Have Book, Will Travel: England
I have been fortunate to travel to England several times in the last two years to visit my daughter. Now that I’ve taken in the history, charm and beauty of London and the English countryside, I find I am drawn to books that bring me back to my fun adventures.
When you are in England, you can’t escape news about the royal family. The last time I was in London, Queen Elizabeth had come down with a stomach bug which required hospitalization. The television stations were beside themselves with hourly coverage about how yes, the Queen was STILL in the hospital. I’ve grown fond of the Queen over the years and find her determination and devotion inspiring. At 87 years old, she is still always on the go. I enjoyed two lovely books that show different sides of the Queen: An Uncommon Reader by Alan Bennett and Mrs. Queen Takes the Train by William Kuhn.
When Queen Elizabeth accidently visits a mobile library outside Buckingham Palace in An Uncommon Reader, her discovery triggers a love of reading. I read this charming novella in an afternoon, and especially love this quote, from the queen to her personal secretary (who hails from New Zealand), when he questions the queen's book obsession: “Pass the time?’’ said the Queen. “Books are not about passing time. They’re about other lives. Other worlds. Far from wanting time to pass, Sir Kevin, one just wishes one had more of it. If one wanted to pass the time one could go to New Zealand.’’ The queen eventually thinks about writing her own book. Wouldn't that be marvelous?
In Mrs. Queen Takes the Train, the author imagines what happens when the Queen decides to take off on her own from Buckingham Palace to Scotland without telling anyone. Of course, pandemonium ensues at Buckingham Palace, with a loyal staff trying to keep the Queen’s disappearance a secret. The Queen ends up getting assistance of a female stable hand and a fellow who works in a cheese shop. Her interactions with the common folk on her train ride are priceless.
World War II
Reminders of the Second World War and its devastation are abundant when you visit London, from the many excellent museums to the HMS Belfast docked on the Thames. Two books helped me capture those grueling times for the English: Life After Life by Kate Atkinson and Code Name Verity by Elizabeth Wein.

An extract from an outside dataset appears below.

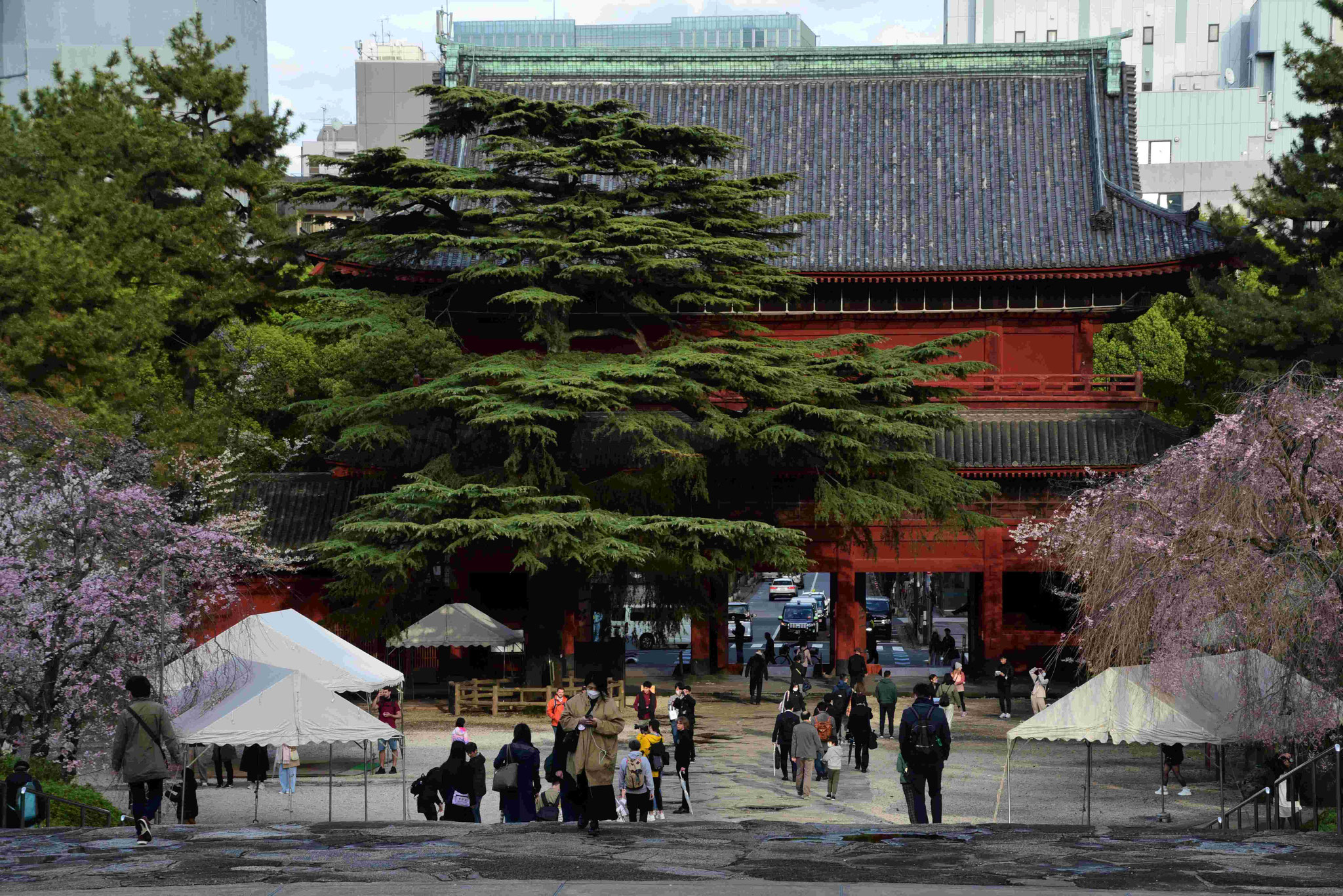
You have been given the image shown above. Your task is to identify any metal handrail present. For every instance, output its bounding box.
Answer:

Life After Life is filled with great insights about what it was like to live in England before and during World War II. Atkinson really gave me a feeling for what Brits lived through during the horrific bombing blitz by the Germans. But this is much more than historical fiction. Atkinson makes us wonder what it would be like to have a complete do-over with our lives, not just once, but many times. What an original, thoughtful book that shows how our lives can go so many different ways, depending on chance and the choices we make.
I love historical fiction, especially books about feisty young women who are forced to handle difficult circumstances. Code Name Verity is such a book. Elizabeth Wein tells the story of two young women who are best friends during the height of World War II. Julie works as an undercover agent and Maddie is a young pilot. When their British spy plane crashes in Nazi-occupied France, their lives are forever changed. The narration of the book at first can be confusing, but don’t let that put you off. Hang in there, and it will all make sense. Just remember that the person narrating the first part of the book is the voice of Julie, or “Verity.’’ Code Name Verity is cataloged as Young Adult, but I think this book belongs in the adult fiction section. So if you enjoy historical fiction, give this book a go.
The Last Detective'' is the first book in the Peter Diamond mystery series. I had so much fun recognizing the places in the story, but you don't have to be familiar with the delights of Bath to enjoy the book. I also appreciated how the author threw in references to Jane Austen, who lived in Bath for several years. The mystery series generally is located in Bath, but the second book, Diamond Solitaire, is set in London, with the opening scene at Harrods Department Store.
Persuasion was the last novel Jane Austen wrote before she died. Anne Elliot, at the age of 27, is Austen's most grown-up heroine. When Anne walks away from the love of her life because her family and friends don’t think he is good enough for her, she is filled with remorse. Her long-lost love comes back into her life eight years later as a successful naval captain, constantly reminding Anne of her painful choices. I had so much fun imagining Jane Austen and her characters walking the streets of cosmopolitan Bath, where the smart set liked to be seen at the Pump Room and live in the Royal Crescent.
I still have many books I want to tackle. Next on the list is Hillary Mantel’s award-winning novels about Henry VIII, Wolf Hall and Bring Up the Bodies. After visiting Henry’s Hampton Court Palace and walking around the Tower of London, these books are must reads for me.
What British books have you enjoyed?